Dari catatan sejarah yang diketahui Hasan Go, jejak bangunan Vihara di Pantai Cermin sudah tidak terlihat lagi. Sebagai bukti, kata dia, di Pantai Cermin, Ulee Lheue itu banyak terdapat kuburan China. Tetapi itu pun tak banyak, hanya menyisakan beberapa kuburan, karena kebanyakan hilang tersapu tsunami pada 2004 silam.
“Etnis Tionghoa banyak yang tinggal di Pantai Cermin dulunya. Di sana ada kuburan etnis Tionghoa, tapi habis karena disapu tsunami,” katanya.
Kini, Vihara Dharma Bakti di Peunayoung menjadi tempat ibadah bagi sekitar 3 ribu warga Tionghoa yang ada di Kota Banda Aceh maupun yang datang dari luar Aceh. Provinsi yang berstatus daerah Syariat Islam itu tetap menjamin kenyamanan beribadah masyarakat non-muslim.
Vihara ini cukup mudah ditemui, letaknya tepat di pinggir jalan. Selain itu, vihara juga sangat dekat dengan Masjid Raya Baiturrahman, hanya berjarak sekitar 500 meter.
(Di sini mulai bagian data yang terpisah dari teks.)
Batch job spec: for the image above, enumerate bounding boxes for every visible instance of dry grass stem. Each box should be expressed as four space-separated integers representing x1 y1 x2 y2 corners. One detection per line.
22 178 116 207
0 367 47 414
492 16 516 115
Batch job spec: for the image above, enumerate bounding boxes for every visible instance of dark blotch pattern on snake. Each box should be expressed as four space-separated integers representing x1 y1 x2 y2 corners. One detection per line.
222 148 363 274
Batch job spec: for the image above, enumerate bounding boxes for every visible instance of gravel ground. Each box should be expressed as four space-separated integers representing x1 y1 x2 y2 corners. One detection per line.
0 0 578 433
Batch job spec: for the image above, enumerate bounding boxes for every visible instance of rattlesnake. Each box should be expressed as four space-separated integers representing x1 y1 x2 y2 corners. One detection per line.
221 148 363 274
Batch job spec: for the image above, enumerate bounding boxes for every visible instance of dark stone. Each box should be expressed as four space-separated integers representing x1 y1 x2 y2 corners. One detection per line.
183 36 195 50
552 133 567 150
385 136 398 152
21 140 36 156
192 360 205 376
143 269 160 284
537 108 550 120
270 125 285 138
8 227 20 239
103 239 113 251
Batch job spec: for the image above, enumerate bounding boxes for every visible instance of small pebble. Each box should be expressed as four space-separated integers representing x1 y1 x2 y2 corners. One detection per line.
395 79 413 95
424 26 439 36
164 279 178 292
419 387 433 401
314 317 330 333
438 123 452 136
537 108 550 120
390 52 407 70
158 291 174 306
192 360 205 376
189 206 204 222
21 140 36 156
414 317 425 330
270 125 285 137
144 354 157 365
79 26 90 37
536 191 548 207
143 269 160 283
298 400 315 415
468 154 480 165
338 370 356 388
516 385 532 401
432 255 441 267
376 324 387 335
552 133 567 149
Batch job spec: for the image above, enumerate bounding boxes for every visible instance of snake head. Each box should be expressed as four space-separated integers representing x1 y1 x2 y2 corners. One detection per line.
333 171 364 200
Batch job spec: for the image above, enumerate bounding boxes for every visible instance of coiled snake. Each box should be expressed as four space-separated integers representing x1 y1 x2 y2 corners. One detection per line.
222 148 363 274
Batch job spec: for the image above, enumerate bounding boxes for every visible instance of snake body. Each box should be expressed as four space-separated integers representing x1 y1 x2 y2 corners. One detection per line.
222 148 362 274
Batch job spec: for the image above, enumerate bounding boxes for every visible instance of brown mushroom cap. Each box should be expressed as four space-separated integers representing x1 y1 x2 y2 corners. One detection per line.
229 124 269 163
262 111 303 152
Perayaan hari raya Imlek di Banda Aceh berjalan aman dan lancar. Hasan Go mengatakan perayaan Imlek di tahun tikus logam ini berlangsung tanpa hambatan apapun, seperti juga perayaan di tahun-tahun lalu.
Meski berlaku Qanun Syariat Islam, kata dia, masyarakat Aceh dinilai memiliki tingkat toleransi yang sangat baik terhadap perbedaan.
“Contohnya, ketika kami ada acara, tidak pernah ada masalah, dari dulu sampai sekarang,” ujarnya.